Aí fomos os quatro a Vila Isabel tomar umas e fazer uma visita solidaria à esquartejada estátua de Noel Rosa no início
do Boulevard 28 de setembro. Não havia sobrado nada a não ser as pilastras que
a cercavam. Se já estávamos indignados com o que vem acontecendo com a Cidade
de São Sebastião do Rio de Janeiro como um todo, o vazio da praça serviu para
constatar aquilo que a gente vem evitando admitir. Estamos chegando no fundo do
poço.
É óbvio que temporais, enchentes, desabamentos e violência contra tudo e todos,
vinda de vários setores, são assuntos de primeira ordem, mas nossa memória
cultural e símbolos afetivos também fazem parte de nossas vidas.
Nós boêmios e artistas cariocas, frequentadores do bairro de Vila Isabel há
décadas, não conseguimos ver o vazio da praça e nāo ter algum tipo de
reação. Nos sentimos atingidos no espaço físico e na memória cultural e musical
do bairro que ajudou a formatar nossa arte.
Zumbi dos Palmares, Carlos Drummond de Andrade, também referências, são outros
homenageados que têm seus monumentos regularmente vitimados pelo vandalismo.
Qual o objetivo?
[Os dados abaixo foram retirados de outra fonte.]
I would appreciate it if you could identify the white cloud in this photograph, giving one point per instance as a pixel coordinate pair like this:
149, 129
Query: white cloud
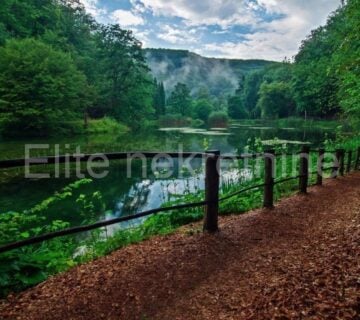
279, 38
92, 7
126, 18
177, 35
205, 12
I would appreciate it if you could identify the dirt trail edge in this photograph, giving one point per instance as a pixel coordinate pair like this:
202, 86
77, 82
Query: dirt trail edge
298, 261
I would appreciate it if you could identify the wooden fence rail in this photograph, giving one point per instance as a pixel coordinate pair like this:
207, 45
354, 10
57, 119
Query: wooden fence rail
212, 184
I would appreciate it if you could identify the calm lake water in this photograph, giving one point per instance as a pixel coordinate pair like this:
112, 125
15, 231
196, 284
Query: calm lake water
124, 195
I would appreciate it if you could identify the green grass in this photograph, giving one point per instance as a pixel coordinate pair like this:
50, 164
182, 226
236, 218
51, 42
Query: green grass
23, 268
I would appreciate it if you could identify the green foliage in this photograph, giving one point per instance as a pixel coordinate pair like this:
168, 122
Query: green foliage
105, 125
174, 120
123, 79
159, 99
39, 86
180, 100
64, 65
28, 266
236, 108
218, 119
202, 109
275, 100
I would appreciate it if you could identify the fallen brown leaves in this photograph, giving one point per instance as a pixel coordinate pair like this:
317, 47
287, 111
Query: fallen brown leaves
298, 261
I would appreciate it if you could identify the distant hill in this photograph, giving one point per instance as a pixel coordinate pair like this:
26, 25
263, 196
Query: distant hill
220, 76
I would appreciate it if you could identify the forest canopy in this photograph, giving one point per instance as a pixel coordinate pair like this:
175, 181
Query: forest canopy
59, 67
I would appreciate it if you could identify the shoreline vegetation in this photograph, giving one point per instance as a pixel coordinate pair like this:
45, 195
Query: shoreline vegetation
26, 267
66, 64
57, 64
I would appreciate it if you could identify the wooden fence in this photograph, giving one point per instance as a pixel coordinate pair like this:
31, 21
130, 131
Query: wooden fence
212, 184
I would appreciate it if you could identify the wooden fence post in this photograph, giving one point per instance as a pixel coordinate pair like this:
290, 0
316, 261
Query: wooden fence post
304, 169
357, 162
336, 165
348, 165
269, 159
342, 162
320, 165
212, 182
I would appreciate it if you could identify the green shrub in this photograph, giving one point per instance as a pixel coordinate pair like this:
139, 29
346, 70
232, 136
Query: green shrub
174, 120
218, 119
105, 125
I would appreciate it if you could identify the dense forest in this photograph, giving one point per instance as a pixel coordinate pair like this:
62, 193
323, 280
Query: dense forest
323, 81
59, 69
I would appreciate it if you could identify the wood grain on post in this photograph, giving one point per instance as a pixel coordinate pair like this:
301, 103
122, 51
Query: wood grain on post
304, 169
348, 165
212, 182
357, 162
342, 162
320, 165
269, 166
336, 165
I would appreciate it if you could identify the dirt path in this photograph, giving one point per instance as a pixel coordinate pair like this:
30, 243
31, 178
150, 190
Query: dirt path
298, 261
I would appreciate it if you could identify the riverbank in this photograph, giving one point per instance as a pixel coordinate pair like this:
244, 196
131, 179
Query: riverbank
298, 260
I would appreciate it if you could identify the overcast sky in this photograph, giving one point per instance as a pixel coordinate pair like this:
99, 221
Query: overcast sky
244, 29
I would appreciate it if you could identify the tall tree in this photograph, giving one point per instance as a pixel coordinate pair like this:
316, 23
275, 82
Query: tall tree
123, 72
39, 87
180, 100
159, 98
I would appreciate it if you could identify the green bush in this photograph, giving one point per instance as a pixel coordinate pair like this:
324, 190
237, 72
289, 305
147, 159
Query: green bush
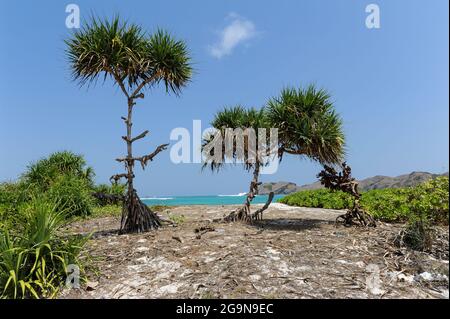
43, 173
12, 196
320, 198
387, 204
73, 195
429, 201
34, 260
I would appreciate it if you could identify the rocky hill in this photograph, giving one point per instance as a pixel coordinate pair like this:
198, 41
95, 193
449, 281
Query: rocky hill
375, 182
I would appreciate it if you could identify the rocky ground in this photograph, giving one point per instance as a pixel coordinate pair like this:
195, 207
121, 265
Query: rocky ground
293, 253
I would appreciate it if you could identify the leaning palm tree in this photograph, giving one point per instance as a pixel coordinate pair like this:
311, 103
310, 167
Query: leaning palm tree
135, 61
308, 125
236, 140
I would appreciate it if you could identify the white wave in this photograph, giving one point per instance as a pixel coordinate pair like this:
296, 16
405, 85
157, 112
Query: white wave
237, 195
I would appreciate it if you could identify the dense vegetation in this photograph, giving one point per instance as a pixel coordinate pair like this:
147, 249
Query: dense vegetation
34, 255
428, 200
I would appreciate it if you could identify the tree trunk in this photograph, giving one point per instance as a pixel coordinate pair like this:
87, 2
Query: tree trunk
244, 213
136, 216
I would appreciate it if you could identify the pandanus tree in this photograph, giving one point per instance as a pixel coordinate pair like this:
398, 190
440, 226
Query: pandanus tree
134, 60
308, 125
344, 182
240, 138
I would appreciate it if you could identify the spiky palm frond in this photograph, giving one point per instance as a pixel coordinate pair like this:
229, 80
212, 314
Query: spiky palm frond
127, 54
307, 124
226, 122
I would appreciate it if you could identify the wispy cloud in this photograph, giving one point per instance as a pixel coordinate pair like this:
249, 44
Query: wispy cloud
237, 31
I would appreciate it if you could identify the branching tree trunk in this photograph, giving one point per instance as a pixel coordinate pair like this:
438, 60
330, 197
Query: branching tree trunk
244, 213
344, 181
136, 216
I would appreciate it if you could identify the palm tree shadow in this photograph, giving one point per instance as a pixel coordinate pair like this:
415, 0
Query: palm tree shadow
293, 224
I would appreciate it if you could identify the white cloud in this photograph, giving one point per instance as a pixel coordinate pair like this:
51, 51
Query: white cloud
239, 30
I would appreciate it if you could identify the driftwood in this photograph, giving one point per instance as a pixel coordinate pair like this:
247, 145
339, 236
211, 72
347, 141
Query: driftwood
244, 213
344, 182
108, 199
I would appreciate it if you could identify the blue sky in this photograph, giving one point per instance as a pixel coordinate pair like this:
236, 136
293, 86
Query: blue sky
390, 85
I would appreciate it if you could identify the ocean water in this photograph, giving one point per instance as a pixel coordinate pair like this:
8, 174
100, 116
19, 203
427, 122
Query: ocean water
206, 200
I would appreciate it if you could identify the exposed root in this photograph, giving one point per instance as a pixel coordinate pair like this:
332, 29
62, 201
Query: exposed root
356, 216
137, 217
244, 214
344, 182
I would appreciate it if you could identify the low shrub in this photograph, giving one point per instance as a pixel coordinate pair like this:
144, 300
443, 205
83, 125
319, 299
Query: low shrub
320, 198
73, 195
35, 260
429, 201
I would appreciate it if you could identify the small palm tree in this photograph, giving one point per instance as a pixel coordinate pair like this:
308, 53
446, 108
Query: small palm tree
307, 125
226, 122
135, 61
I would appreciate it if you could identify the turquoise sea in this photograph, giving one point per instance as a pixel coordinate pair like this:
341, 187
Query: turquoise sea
206, 200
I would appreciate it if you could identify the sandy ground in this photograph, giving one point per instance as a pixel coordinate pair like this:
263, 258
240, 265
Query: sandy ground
293, 253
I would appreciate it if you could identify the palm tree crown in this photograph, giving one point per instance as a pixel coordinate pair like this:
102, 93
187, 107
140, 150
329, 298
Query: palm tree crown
237, 117
307, 124
127, 54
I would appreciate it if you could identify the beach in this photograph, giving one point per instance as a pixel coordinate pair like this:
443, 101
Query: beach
293, 252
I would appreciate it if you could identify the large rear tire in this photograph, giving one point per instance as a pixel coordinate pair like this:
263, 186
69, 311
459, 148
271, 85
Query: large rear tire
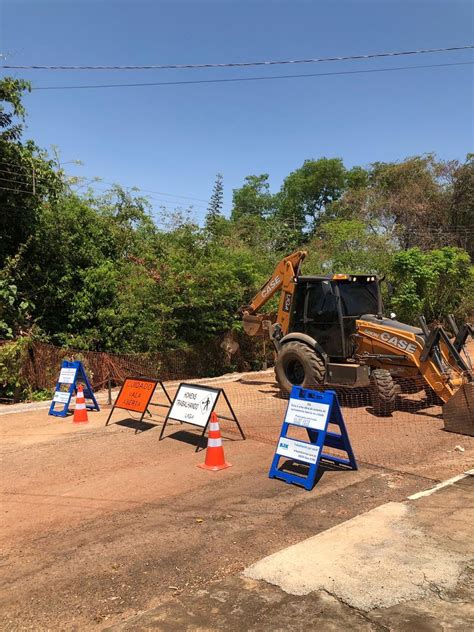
383, 391
299, 365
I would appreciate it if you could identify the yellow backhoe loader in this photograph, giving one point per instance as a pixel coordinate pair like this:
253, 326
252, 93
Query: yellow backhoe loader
330, 330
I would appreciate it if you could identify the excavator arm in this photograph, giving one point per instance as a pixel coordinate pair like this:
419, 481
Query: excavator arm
282, 280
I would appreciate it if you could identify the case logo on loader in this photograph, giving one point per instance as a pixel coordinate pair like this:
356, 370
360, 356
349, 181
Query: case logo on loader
410, 347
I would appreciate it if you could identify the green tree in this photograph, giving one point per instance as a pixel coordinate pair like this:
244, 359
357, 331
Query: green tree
28, 179
433, 283
307, 192
253, 199
214, 215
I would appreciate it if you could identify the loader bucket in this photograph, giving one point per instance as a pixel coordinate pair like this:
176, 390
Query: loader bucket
252, 325
458, 412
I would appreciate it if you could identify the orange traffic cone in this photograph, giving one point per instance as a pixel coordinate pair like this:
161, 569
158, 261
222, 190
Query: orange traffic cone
215, 459
80, 411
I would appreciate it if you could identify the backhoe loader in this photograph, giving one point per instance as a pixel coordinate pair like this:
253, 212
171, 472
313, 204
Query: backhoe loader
330, 330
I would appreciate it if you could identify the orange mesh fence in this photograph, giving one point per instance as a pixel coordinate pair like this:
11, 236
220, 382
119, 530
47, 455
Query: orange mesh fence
412, 439
41, 363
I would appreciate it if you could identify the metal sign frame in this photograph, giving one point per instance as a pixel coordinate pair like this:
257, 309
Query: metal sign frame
79, 374
318, 438
219, 391
152, 392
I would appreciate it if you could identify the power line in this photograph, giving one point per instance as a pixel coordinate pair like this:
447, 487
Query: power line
185, 197
247, 64
17, 190
237, 79
83, 179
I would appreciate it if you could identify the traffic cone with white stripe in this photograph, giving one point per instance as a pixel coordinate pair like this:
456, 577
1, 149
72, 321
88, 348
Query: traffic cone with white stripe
80, 411
215, 459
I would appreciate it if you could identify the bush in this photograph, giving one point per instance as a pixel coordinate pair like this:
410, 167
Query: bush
13, 385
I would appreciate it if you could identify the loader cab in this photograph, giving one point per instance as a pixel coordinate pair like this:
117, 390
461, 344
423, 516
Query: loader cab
326, 308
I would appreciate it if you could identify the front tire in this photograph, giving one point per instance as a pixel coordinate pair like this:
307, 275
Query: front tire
383, 391
299, 365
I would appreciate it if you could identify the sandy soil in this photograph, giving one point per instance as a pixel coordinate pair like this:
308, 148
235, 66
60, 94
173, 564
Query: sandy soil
99, 523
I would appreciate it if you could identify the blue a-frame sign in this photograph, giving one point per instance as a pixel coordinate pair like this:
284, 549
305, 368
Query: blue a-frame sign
314, 411
71, 373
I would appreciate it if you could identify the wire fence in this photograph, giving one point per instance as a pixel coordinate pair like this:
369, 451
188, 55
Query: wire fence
411, 439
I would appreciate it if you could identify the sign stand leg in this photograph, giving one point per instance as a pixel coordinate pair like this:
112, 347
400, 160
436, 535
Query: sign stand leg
110, 415
200, 442
233, 414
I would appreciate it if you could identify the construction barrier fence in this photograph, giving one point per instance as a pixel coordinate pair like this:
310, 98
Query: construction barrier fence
412, 439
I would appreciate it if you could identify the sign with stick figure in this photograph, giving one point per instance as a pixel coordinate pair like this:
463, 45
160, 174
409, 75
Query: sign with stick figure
193, 404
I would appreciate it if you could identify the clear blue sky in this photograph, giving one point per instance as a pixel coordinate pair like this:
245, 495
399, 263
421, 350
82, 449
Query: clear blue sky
176, 138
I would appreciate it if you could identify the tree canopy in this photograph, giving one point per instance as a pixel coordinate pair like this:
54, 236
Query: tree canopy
95, 271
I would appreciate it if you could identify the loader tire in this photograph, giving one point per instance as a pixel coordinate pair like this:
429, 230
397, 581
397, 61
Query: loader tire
298, 365
383, 391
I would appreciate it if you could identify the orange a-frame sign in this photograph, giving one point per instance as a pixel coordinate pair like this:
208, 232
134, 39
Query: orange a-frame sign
135, 395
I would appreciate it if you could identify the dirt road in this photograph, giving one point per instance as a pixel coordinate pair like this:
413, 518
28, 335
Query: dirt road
101, 523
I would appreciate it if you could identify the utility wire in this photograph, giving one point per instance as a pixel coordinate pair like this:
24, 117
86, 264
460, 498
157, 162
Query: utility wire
246, 64
236, 79
185, 197
83, 179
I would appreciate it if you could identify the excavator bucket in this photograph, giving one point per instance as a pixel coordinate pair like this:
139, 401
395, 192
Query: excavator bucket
252, 324
458, 412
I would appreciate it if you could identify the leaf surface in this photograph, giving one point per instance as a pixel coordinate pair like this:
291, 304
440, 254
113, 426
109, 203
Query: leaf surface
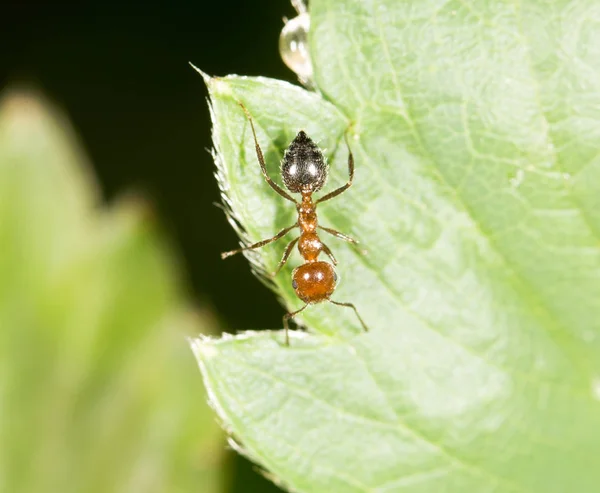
475, 130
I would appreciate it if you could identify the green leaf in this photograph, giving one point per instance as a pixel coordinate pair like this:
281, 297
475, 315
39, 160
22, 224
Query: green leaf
475, 128
97, 388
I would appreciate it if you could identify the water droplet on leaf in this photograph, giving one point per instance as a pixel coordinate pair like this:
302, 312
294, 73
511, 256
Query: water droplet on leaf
293, 47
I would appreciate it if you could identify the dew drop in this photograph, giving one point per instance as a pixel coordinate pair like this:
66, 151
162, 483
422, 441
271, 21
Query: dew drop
293, 45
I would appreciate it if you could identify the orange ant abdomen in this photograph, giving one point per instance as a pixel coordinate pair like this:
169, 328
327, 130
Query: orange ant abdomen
314, 281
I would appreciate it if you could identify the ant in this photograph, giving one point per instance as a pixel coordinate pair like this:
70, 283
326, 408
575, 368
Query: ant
304, 171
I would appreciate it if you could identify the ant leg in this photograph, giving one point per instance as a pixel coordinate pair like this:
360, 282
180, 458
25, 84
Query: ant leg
350, 305
328, 252
286, 254
344, 237
261, 161
345, 187
283, 232
286, 317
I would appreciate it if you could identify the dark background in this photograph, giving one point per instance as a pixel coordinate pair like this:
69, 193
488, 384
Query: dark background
122, 76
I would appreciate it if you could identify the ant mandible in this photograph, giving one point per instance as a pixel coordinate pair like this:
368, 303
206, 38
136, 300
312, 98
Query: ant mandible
304, 171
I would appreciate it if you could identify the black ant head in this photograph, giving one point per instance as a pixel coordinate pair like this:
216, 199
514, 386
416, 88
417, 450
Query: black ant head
303, 167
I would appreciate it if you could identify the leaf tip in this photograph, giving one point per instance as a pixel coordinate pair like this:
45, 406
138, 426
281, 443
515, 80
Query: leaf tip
203, 350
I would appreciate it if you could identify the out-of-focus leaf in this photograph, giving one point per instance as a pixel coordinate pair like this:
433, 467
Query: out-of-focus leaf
475, 128
97, 388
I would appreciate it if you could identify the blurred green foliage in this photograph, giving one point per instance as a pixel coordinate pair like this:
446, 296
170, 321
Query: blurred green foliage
98, 389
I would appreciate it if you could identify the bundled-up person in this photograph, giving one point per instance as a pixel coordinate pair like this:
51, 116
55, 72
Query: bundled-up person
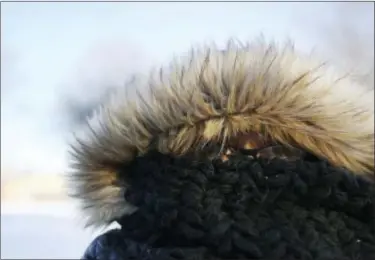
251, 152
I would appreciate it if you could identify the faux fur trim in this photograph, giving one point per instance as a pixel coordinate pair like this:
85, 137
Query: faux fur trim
213, 96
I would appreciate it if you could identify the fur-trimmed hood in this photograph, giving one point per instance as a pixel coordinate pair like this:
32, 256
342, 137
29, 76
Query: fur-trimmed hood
213, 97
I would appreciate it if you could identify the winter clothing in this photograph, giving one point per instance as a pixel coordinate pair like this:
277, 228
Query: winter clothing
255, 152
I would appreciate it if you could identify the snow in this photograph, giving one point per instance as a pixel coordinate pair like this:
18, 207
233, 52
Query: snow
43, 231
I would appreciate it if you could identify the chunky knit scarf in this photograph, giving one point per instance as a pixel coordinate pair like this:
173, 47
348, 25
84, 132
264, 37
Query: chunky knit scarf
174, 163
243, 208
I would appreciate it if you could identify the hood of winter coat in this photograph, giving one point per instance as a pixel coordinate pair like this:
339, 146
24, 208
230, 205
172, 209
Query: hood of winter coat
247, 96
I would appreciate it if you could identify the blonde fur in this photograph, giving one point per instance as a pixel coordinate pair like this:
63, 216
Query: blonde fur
216, 95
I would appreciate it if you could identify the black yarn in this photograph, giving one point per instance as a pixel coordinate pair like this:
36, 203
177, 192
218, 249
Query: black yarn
242, 209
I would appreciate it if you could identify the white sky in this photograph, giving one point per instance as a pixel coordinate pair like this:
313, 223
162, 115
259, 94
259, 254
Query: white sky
48, 48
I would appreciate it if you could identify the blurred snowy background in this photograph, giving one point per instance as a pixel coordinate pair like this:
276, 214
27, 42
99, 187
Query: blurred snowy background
58, 60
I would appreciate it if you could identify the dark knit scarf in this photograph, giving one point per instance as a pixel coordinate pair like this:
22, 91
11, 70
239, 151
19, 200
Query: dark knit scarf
242, 209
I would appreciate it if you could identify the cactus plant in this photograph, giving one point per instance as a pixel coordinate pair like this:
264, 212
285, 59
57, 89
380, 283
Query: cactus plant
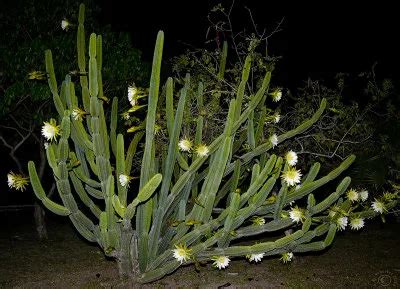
187, 208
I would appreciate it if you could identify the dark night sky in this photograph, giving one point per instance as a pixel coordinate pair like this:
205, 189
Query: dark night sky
316, 40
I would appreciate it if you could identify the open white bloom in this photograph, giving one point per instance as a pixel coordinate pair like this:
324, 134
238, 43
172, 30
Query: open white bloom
181, 253
378, 206
277, 117
333, 211
124, 180
364, 195
258, 221
132, 93
287, 257
11, 179
185, 145
125, 115
291, 158
17, 181
255, 257
78, 114
356, 223
64, 24
342, 223
221, 262
292, 176
296, 214
276, 95
50, 130
202, 150
274, 140
352, 195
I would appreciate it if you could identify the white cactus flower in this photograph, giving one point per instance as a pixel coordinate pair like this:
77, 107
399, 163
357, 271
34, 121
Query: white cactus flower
277, 117
364, 195
378, 206
258, 221
296, 214
287, 257
50, 130
352, 195
11, 179
181, 253
124, 180
291, 158
17, 181
274, 140
276, 95
291, 176
221, 262
185, 145
65, 24
357, 223
202, 150
132, 93
255, 257
78, 114
342, 223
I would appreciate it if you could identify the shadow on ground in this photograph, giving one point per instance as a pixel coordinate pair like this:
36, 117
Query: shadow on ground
366, 259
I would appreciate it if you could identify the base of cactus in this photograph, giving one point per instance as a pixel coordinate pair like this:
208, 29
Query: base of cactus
127, 259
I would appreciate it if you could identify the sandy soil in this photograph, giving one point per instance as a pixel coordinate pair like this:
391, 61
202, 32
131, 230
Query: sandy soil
366, 259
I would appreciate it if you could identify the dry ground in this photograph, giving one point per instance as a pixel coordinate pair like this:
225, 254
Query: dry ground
366, 259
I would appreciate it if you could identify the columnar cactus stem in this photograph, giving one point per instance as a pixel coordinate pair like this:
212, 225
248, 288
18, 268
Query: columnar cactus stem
175, 204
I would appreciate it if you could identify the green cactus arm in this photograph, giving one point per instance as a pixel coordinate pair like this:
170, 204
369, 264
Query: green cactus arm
168, 169
169, 104
113, 125
250, 131
280, 201
327, 202
41, 195
301, 128
312, 174
260, 126
320, 245
217, 142
99, 59
272, 226
260, 180
82, 176
120, 168
83, 195
93, 85
80, 39
53, 83
222, 61
318, 231
145, 210
242, 86
86, 233
256, 201
214, 177
132, 151
118, 207
233, 209
97, 194
152, 106
310, 187
144, 194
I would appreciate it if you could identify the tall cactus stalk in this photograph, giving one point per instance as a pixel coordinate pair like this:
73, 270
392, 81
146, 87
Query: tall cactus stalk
91, 156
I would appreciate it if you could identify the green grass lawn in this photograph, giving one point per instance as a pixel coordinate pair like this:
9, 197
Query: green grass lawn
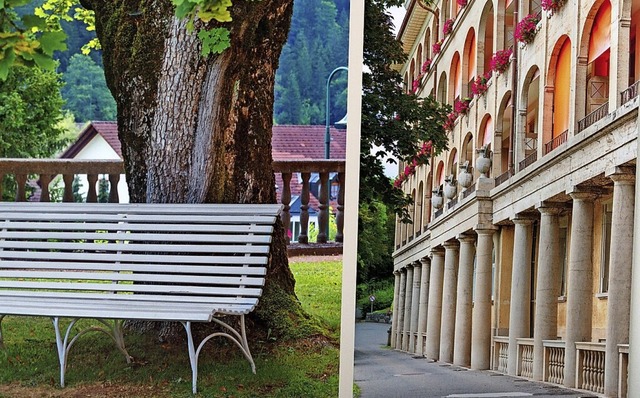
306, 368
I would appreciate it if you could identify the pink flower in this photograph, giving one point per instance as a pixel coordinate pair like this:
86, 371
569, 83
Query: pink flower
501, 60
448, 27
525, 30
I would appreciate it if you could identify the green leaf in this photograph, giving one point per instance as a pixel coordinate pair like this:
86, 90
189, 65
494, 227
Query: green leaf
52, 41
32, 21
214, 41
6, 62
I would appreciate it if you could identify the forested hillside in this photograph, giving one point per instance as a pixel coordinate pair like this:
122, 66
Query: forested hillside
317, 44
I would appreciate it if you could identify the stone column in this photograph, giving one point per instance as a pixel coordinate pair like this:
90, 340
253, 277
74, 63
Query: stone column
579, 281
401, 295
464, 301
415, 305
447, 328
619, 301
408, 295
396, 300
481, 315
519, 313
434, 313
549, 283
424, 302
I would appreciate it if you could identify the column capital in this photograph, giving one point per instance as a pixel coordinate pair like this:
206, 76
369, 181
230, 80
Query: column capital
451, 245
466, 237
550, 208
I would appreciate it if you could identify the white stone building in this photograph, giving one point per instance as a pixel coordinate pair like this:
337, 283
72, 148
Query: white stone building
527, 268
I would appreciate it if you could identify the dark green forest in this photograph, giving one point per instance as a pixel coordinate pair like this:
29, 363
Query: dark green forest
317, 44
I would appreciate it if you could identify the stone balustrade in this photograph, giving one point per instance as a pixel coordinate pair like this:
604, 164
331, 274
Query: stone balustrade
29, 172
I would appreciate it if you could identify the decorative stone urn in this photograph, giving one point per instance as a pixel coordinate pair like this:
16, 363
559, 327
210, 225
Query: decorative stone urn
465, 178
450, 188
437, 201
483, 161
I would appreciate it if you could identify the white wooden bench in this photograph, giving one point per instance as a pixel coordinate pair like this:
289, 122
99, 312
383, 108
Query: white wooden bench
115, 262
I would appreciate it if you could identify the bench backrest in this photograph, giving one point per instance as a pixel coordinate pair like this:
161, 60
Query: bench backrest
172, 252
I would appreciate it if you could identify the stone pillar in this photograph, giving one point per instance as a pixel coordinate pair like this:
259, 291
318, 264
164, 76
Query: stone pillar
481, 315
396, 300
424, 302
434, 313
579, 281
464, 301
549, 284
415, 305
401, 295
447, 328
519, 314
408, 295
619, 301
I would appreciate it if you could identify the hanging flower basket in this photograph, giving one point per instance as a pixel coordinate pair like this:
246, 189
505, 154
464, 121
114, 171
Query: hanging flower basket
436, 47
526, 29
553, 5
448, 27
426, 65
480, 84
501, 60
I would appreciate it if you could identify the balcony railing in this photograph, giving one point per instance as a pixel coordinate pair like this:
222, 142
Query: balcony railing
46, 170
556, 142
528, 161
593, 117
590, 372
554, 361
504, 177
501, 353
630, 93
525, 358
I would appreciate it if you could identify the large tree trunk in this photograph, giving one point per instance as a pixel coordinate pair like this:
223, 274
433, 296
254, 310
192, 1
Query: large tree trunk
197, 129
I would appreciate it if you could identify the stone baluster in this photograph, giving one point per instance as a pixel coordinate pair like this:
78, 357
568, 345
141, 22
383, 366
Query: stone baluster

Por que estes atos? Por que entramos nesta
rotina?
Os motivos e respostas estão diariamente nos jornais, nem precisamos citar
aqui.
Aqui, neste registro desabafo, fica apenas a nossa perplexidade com essa
realidade que insiste em se transformar em normalidade.
Em toda a cidade já não dançam os galhos do arvoredo e a lua está indo dormir
cada vez mais cedo.
(Augusto Martins, Agrião, Cláudio Jorge e Marcelinho Moreira). Foto: Celso
Filho.
Comentários
Amilcar Cabral um dos maiores lideres da luta de libertação africana, costumava promover uma grande festa popular entre uma batalha e outra, ele dizia: A Cultura acima de tudo é uma arma de libertação. No Estado Brasileiro a Cultura é apenas um adendo no organograma institucional, isso significa que não tem nenhum peso nas politicas estabelecidas pelos governos Federal, Estadual e Municipal. Diante disso gerações são educadas sem ter noção da importância da cultura na vida de cada um de nós.
Era comum roubar as flechas do monumento de São Sebastião na Glória (onde morei por 40 anos) e na mesma praça (sem os mesmos bancos) vejo o espaço de Getúlio Vargas pichado, a estátua do escoteiro lhe roubaram o chapéu. Em Copacabana seria melhor Carlos Drummond de Andrade usar lentes de contato de tanto roubar os óculos. O Monumento de Zumbi é desrespeitado na praça XI e seria inúmero os exemplos.
Não adianta querer colocar as estátuas, os monumentos ou o que seja confinados em um prédio como um museu. Museu que pega fogo e destrói um acervo incalculável (Nacional) ou o museu que fica abandonado à revelia como o da Imagem e do Som.
Muitos danificam monumentos para retirar o bronze ou o aço para vender para outros bandidos (quem recepta também é cúmplice) para comprar o que não deve. (Não quero saber se é para drogas ou comida, não pertence ao ladrão).
Gostei da postagem de Janu quando cita sobre gerações. Ninguém é educado ou ensinado a respeitar sua cultura ou seus valores. Parece repulsivo a ideia de ser culto, de valorizar as raízes ou a História. Culpar os ladrões é fácil. Mas o que fazer para prever...isso é utopia.
Numa terra em que todos brigam contra todos, em que todos se acusam e na qual os poderosos cuidam exclusivamente de seus interesses pessoais, só podia dar nisso. Os poderosos e os vândalos são parceiros nisso e nem sabem. Estão entretidos demais em seu "trabalho" sistemático de destruir o país que lhes pertence e o futuro de seus próprios filhos. Pena.
Mais um fato que atesta a pouca importância dada pelas políticas públicas à nossa Cultura.